Other evidence of the old users of these roads were to be seen in
an occasional specimen of an oval, slightly dished stone about two
feet long, known as a markaka, on which they used to grind, or
rather crush, their grain with the help of a smaller hand stone, and
also in the quantities of broken ostrich shells that were frequently
seen. These shells can be found in many parts of the desert, and are
said to be the remains of fresh eggs brought by old travellers from
the Sudan to act as food on the journey. It has been argued, from
their existence, that ostriches ran wild in these deserts. But it is
difficult to see upon what food such a large bird could have
subsisted.
On the second day after leaving the redir, we got on to another
old road, and continued to follow it all day. This road eventually took
us to a clump of four or five green terfa bushes, and a second one of
about the same size was reached soon afterwards. These little
clusters of bushes proved afterwards to be of the greatest assistance
to us, as they not only afforded the camels a bite of green food, but
were the source from which came most of the firewood that we used
in the desert. Evidently others had found them useful too in the past,
for no less than four old roads converged on to them—a striking
instance of the value of green food and firewood in the desert. Some
broken red pottery was found amongst these bushes.
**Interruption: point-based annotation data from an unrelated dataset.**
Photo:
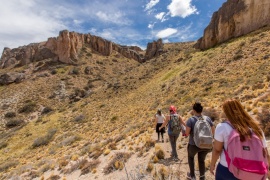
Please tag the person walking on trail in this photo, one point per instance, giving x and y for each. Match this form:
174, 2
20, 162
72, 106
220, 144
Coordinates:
195, 126
174, 122
238, 139
160, 118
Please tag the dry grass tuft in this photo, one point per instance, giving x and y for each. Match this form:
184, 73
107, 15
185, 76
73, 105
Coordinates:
117, 162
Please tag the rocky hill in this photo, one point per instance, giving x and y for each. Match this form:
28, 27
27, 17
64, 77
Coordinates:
80, 107
234, 19
68, 45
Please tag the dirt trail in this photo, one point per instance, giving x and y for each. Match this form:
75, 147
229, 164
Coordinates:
180, 168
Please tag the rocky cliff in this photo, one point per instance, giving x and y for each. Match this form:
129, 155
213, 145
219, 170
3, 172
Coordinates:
66, 48
235, 18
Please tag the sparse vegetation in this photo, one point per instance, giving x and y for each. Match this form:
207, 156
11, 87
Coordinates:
44, 140
107, 109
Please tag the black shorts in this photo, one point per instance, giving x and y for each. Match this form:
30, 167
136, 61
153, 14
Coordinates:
157, 128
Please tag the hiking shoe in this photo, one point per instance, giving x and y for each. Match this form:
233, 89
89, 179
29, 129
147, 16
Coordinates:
202, 177
189, 177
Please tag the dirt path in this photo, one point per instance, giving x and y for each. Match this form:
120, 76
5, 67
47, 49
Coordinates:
179, 169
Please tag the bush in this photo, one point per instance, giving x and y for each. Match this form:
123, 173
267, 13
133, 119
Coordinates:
8, 164
13, 123
89, 166
117, 162
79, 118
46, 110
10, 115
160, 154
41, 141
28, 107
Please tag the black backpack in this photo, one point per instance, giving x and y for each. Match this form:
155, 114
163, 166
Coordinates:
175, 124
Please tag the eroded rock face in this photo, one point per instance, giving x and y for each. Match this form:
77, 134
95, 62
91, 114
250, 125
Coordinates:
67, 46
154, 49
9, 78
235, 18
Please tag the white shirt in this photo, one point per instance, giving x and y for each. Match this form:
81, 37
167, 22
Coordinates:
222, 133
160, 118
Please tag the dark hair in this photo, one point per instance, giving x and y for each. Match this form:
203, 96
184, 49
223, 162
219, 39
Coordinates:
197, 107
159, 112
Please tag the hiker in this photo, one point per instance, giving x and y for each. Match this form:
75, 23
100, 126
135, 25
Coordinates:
193, 131
246, 129
174, 122
160, 118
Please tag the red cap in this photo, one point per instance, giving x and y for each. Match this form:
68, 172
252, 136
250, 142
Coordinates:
172, 108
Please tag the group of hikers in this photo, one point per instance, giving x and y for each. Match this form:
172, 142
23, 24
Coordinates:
238, 142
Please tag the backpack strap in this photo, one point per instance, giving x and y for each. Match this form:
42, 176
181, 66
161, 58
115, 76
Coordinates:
229, 123
204, 117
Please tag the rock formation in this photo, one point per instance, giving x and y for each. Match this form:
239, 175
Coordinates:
154, 49
235, 18
9, 78
66, 49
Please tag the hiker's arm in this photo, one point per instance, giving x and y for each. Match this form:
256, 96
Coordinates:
213, 130
182, 121
164, 124
268, 157
217, 149
187, 130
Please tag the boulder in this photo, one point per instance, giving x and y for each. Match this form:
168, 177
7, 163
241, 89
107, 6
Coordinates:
9, 78
154, 49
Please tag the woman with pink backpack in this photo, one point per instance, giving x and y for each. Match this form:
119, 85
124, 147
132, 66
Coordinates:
241, 146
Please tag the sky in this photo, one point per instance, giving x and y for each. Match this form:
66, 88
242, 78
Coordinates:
125, 22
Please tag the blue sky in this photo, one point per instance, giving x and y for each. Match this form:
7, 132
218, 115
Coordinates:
126, 22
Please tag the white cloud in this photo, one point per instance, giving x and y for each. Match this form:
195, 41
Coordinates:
166, 33
181, 8
151, 4
151, 26
160, 15
115, 18
24, 22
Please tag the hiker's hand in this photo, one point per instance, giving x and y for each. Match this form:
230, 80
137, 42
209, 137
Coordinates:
212, 169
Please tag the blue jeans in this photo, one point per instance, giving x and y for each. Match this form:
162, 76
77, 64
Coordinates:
192, 151
173, 139
223, 173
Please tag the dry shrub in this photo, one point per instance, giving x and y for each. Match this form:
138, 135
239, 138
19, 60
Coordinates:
155, 159
163, 172
41, 141
149, 167
63, 162
8, 164
90, 167
78, 165
212, 113
112, 146
160, 154
54, 177
106, 152
117, 162
149, 143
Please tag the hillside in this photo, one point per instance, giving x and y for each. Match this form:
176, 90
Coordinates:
87, 121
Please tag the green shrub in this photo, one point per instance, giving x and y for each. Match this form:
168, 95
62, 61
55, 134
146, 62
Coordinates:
10, 115
41, 141
13, 123
28, 107
8, 164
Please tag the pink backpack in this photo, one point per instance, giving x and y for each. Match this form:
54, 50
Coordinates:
246, 160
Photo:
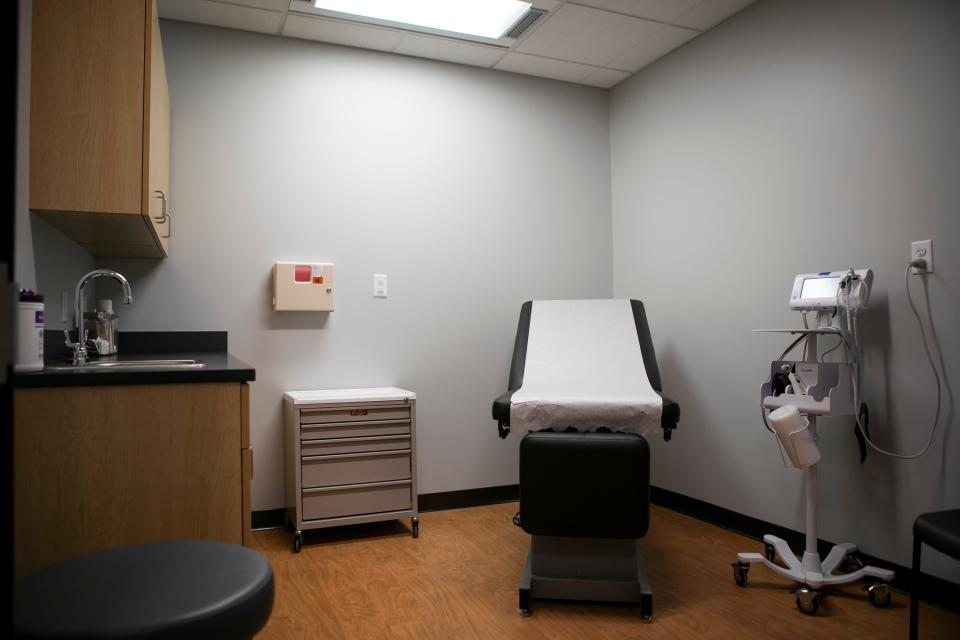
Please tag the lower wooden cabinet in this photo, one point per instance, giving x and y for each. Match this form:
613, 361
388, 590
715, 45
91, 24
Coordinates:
104, 466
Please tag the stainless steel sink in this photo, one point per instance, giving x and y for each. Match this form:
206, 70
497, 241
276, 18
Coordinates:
128, 365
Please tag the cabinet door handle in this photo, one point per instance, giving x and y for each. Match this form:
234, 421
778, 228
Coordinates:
169, 216
163, 207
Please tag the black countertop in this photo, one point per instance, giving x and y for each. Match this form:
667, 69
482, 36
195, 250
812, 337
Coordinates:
210, 347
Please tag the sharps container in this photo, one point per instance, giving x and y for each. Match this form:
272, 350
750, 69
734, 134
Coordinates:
29, 332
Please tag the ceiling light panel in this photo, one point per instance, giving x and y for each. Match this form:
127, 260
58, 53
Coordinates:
479, 18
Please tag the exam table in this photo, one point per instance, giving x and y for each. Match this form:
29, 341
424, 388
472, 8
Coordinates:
584, 388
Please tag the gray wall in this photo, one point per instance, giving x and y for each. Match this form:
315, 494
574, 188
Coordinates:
798, 136
472, 190
46, 260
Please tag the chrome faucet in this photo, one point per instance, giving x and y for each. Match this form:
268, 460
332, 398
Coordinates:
80, 346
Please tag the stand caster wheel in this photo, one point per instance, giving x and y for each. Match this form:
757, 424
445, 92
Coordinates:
852, 563
769, 552
740, 570
807, 601
879, 594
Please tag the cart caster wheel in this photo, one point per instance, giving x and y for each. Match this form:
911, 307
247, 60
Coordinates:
769, 552
807, 601
740, 570
879, 594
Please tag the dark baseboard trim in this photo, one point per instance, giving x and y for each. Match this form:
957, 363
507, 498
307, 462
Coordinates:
937, 591
267, 519
468, 498
943, 593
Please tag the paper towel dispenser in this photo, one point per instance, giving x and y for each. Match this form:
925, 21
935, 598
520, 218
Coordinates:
303, 286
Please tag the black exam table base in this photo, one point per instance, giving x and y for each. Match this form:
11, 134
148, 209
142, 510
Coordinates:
584, 499
595, 569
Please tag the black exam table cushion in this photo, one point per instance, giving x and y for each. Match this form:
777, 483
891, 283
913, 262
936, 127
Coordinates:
940, 530
585, 485
182, 589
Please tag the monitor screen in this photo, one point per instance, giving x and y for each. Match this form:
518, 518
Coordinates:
814, 288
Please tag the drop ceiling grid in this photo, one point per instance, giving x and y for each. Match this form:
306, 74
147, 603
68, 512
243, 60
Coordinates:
593, 42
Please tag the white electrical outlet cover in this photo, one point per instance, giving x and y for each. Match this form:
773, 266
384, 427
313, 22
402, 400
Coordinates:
379, 285
922, 250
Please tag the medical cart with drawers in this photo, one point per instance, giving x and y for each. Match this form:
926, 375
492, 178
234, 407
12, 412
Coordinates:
350, 458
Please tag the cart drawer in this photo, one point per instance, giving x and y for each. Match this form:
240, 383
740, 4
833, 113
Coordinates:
354, 430
353, 414
355, 468
354, 501
354, 445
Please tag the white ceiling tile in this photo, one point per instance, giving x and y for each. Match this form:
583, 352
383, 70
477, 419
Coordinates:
659, 44
220, 15
710, 13
582, 34
270, 5
546, 5
544, 67
605, 78
662, 10
449, 50
337, 32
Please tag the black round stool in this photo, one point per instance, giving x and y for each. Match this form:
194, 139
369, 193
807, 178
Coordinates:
940, 530
183, 589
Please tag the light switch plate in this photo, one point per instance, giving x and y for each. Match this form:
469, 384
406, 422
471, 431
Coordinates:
379, 285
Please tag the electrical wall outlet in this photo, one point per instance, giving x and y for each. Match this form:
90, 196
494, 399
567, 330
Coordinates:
379, 285
922, 250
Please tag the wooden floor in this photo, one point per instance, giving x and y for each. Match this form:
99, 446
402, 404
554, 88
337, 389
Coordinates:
459, 580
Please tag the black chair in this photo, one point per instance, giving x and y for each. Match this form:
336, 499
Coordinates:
182, 589
940, 530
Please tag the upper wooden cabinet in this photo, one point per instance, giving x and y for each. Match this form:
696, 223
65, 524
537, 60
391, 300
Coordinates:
100, 125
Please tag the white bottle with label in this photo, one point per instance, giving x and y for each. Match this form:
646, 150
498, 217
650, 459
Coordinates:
29, 332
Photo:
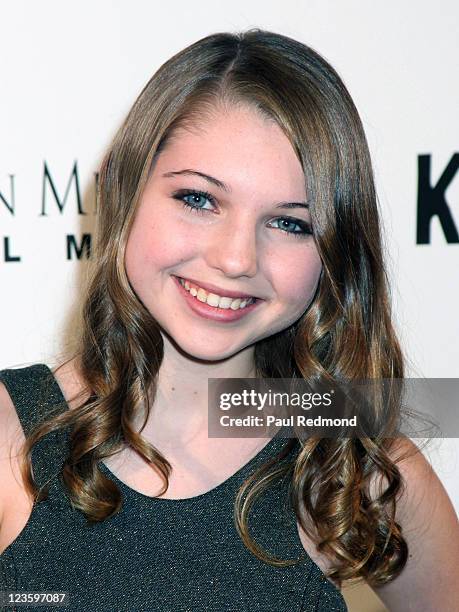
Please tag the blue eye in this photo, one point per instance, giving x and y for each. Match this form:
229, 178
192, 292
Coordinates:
194, 204
198, 200
287, 224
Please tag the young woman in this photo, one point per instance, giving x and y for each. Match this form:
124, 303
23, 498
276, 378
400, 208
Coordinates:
237, 237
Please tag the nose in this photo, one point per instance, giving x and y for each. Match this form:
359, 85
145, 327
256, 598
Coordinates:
233, 249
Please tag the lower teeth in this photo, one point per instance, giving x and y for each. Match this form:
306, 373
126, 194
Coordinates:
248, 302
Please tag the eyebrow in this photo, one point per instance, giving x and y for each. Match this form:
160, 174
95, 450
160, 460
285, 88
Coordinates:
225, 187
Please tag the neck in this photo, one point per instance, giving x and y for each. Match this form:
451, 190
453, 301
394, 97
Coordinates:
180, 407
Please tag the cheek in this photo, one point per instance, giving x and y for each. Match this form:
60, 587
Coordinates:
295, 278
152, 246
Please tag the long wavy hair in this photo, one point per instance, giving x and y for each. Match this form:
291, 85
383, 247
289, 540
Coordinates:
346, 332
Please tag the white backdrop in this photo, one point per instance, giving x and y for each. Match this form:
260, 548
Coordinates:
71, 71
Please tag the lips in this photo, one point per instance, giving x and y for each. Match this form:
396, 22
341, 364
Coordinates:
218, 290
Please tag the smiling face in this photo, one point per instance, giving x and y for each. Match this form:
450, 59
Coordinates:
248, 234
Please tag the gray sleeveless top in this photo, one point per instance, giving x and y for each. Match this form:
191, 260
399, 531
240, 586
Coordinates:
163, 555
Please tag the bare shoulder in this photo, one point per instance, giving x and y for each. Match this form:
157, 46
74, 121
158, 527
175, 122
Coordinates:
430, 526
12, 438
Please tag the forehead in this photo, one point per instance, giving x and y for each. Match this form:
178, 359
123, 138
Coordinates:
240, 147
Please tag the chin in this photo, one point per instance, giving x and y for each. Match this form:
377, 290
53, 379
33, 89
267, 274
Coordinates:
207, 350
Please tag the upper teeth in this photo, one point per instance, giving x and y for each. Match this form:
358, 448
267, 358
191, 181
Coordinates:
215, 300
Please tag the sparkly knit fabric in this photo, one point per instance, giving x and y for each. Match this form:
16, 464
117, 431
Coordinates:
155, 554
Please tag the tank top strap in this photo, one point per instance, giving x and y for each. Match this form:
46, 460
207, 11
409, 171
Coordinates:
36, 396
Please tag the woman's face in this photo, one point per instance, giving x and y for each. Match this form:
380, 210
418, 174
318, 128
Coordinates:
248, 235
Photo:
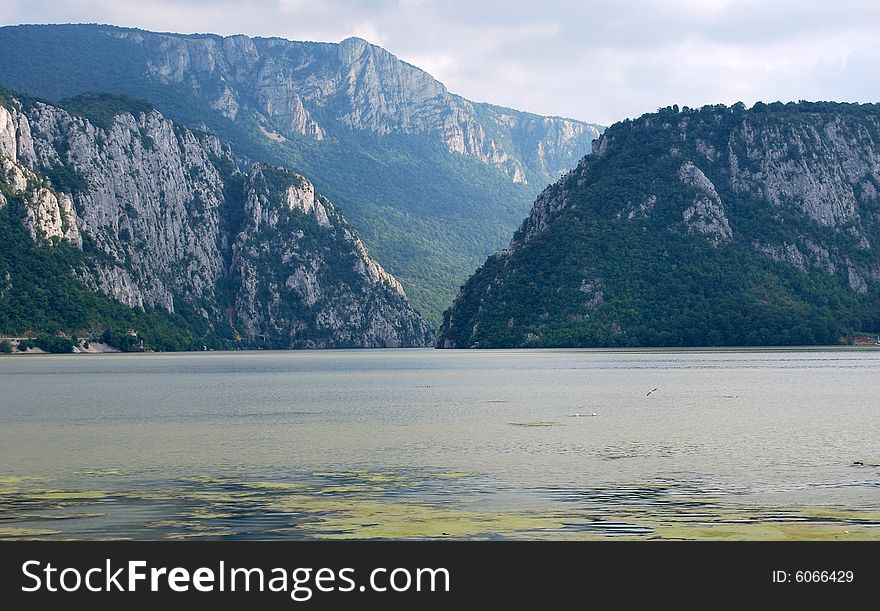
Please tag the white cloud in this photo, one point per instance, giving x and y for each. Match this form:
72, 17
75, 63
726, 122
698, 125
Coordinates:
599, 61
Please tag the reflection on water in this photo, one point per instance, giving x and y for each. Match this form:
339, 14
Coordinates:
437, 444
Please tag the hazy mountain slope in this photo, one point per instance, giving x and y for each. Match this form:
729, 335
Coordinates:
719, 226
434, 182
161, 218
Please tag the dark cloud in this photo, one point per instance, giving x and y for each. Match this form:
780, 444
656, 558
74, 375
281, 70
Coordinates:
599, 61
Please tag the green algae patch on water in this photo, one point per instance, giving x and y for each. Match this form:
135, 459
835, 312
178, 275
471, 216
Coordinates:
378, 520
16, 532
768, 531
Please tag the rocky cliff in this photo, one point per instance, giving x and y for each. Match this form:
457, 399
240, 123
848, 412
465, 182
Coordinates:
695, 227
167, 220
306, 88
432, 182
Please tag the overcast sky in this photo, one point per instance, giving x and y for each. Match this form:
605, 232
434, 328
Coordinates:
597, 61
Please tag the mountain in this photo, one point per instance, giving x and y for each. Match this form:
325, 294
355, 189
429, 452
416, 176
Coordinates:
107, 197
717, 226
432, 181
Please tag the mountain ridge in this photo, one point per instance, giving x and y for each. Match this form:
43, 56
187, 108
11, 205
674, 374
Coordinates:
716, 226
432, 181
167, 220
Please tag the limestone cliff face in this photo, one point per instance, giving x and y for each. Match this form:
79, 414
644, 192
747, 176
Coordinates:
679, 221
294, 248
814, 173
167, 220
307, 88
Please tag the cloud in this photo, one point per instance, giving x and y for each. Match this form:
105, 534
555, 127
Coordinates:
598, 61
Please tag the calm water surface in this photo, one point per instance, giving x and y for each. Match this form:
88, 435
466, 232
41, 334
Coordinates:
426, 443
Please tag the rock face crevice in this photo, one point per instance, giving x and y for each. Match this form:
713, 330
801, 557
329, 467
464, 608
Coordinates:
171, 222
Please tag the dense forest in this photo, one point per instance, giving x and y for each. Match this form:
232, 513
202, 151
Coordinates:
624, 262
Shortly after leaving them we found the track of a single camel
going to the west—obviously to Kufara. But beyond this single track,
and that of the five camels we had seen on our first journey from
Mut, we never saw any modern traces of human beings on the
plateau.
The weather, which had been very hot, fortunately grew suddenly
cool, and once or twice a few drops of rain fell. This change in the
temperature was most welcome, as the camels were becoming
exhausted with their long journey away from water, and showing
unmistakable signs of distress. The change to colder weather,
however, revived them wonderfully.
The road, unluckily, became much worse, and we got on to a part
of the plateau thickly covered by loose slabs of purplish-black
sandstone, many of which tinkled like a bell when kicked.
On the day before we reached Dakhla there was a slight shower
in the morning just after we started, and the weather remained cool,
with a cold north wind and overcast sky all day. We were
consequently able to make good progress, and by the evening had
reached the north-east corner of the plateau and were within a day’s
journey of Mut.
Just before camping there was a sharp shower accompanied by
thunder and lightning, enough rain falling during the few minutes it
lasted to make my clothing feel thoroughly damp.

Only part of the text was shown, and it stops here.